One such example, popularly used by my favorite Law teacher, is “Baa Baa Rainbow/White/Blank Sheep”. Upon researching into it, variations of the story have been reported by the British media since 1986 to the point where it’s almost attained the status of urban legend. The original 1986 story reported a ban on the nursery rhyme at the privately run Beevers Nursery. The then Daily-Star journalist, Bill Akass, heard of a ban issued on the nursery rhyme, and telephoned the Hackney-Council for their reaction to the story. This, despite the fact that the nursery was run by parents and not the council. The council automatically stated they supported the nursery’s decision. Three days later, when the Hackney Gazette had taken up the story, it came out that there had been no ban in the first place and it was the council’s statement of support that had created the story in the first place and caused a snowball effect. The British tabloid, The Sun proceeded to carry the story and directly attribute it to “Loony left-wing councilors”. The Sun’s version of events was thus carried by other newspapers, despite having no evidence for the assertions made in the story. The 1986 Daily Mail, another British tabloid, carried the story further and asserted that the council had made a mandatory racialism awareness course where the original rhyme was declared racist, to be replaced with “baa baa green sheep”, and the story being ascribed to an “anonymous playgroup leader”. In fact, an optional race awareness course was there, but no ban was made and it wasn’t even discussed. Yet still, other tabloids and newspapers picked it up despite the complete lack of evidence. The Council attempted to set the record straight, but had to drop legal action against the Daily Mail due to lack of funds. Later on, the Daily Mail attempted to compare the council to Nazi Germany. Ironic, seeing as the Daily Mail supported Hitler right up until the start of World War II. Still, only British-Black Newspapers printed the Council’s rebuttals to the claims made against them. The completely false original story has been referenced as fact as late as 2003, despite having no foundation behind it, the corrections, the court actions, and remains apart of popular culture. One of the most popular examples of political correctness gone too far was originally a complete fabrication by conservative tabloids.
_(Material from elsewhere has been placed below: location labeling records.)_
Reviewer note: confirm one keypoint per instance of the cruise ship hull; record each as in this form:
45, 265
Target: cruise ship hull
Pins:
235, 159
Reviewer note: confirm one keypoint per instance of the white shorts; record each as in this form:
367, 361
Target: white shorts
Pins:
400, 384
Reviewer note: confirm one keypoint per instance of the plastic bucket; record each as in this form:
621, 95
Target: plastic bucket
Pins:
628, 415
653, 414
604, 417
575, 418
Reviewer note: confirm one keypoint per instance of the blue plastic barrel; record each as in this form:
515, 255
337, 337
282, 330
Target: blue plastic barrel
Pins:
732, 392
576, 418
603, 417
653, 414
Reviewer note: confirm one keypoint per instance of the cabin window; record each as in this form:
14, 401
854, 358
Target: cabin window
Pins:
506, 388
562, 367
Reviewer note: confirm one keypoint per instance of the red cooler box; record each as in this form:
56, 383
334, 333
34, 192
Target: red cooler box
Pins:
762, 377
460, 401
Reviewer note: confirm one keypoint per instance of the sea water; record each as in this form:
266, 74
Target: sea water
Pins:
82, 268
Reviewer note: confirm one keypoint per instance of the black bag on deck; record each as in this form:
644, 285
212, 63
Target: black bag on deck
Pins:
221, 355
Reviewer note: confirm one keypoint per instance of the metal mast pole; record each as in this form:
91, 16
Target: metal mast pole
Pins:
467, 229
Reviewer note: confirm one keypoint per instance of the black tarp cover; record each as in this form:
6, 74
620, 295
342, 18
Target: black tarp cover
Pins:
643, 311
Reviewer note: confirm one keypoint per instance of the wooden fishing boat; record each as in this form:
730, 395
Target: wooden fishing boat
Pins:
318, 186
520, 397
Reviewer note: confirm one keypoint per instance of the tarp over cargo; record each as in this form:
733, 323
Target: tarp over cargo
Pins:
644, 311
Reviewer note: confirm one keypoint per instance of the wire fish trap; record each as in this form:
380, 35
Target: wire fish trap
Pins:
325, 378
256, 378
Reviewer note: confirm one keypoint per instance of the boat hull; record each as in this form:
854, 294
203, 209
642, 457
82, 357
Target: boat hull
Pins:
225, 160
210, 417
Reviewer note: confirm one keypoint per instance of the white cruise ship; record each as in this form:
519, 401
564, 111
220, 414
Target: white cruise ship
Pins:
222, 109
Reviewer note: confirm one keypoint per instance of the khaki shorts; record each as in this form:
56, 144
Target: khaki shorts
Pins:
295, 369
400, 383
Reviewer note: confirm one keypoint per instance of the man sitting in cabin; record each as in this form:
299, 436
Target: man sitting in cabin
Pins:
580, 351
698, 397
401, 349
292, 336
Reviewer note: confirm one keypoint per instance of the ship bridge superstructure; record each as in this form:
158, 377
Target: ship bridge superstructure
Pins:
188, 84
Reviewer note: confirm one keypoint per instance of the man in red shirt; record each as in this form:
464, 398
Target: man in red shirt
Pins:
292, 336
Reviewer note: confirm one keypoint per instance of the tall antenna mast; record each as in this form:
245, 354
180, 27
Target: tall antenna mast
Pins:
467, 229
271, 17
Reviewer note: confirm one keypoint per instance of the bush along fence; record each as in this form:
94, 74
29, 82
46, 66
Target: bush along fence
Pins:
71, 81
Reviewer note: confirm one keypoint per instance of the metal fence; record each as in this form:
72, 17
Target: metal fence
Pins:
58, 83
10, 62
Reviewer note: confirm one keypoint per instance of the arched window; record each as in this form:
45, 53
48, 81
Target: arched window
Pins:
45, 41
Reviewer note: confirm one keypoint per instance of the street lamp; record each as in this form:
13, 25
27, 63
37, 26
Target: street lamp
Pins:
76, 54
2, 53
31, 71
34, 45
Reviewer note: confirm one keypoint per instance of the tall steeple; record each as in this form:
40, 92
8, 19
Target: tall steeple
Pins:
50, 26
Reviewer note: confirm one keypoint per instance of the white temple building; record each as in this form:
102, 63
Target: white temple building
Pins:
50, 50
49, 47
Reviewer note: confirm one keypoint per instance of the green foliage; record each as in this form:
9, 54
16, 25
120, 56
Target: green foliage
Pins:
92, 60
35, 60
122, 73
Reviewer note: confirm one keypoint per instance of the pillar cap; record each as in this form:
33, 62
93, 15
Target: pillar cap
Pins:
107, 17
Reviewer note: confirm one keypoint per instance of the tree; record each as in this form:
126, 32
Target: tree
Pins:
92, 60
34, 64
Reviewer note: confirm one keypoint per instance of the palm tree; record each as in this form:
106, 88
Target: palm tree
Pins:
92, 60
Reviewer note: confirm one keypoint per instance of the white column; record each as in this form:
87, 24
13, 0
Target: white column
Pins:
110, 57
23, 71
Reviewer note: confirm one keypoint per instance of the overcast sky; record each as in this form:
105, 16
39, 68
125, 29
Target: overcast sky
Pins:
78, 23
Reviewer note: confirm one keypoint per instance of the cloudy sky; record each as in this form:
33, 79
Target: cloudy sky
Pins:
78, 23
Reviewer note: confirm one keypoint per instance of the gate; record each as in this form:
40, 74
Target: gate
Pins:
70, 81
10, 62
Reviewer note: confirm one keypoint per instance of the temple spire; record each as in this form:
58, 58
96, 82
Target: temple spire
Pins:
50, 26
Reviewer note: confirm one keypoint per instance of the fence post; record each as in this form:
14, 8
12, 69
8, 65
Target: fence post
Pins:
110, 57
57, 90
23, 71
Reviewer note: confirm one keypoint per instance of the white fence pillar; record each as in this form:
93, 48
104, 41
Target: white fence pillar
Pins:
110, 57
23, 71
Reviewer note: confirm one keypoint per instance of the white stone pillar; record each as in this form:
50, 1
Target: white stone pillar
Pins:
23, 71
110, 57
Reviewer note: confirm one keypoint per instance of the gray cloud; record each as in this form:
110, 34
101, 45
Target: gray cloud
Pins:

In short, I believe the idea that millennials are easily offended is disputable, and I vehemently disagree with the premise that previous generations (Gen X, Baby Boomers, the Silent Generation) were not/aren’t easily offended, but that they simply take offense to different concepts. As is natural, as social values chane and evolve. Furthermore, I understand where the fear of censorship from the related concept of political correctness comes from, but I believe some restriction of hateful speech is necessary for the protection of
marginalized groups from
discrimination and violence. Thus, I don’t believe that the millenial investment in political correctness is evidence of thin skin, as there is an argument to be made behind it.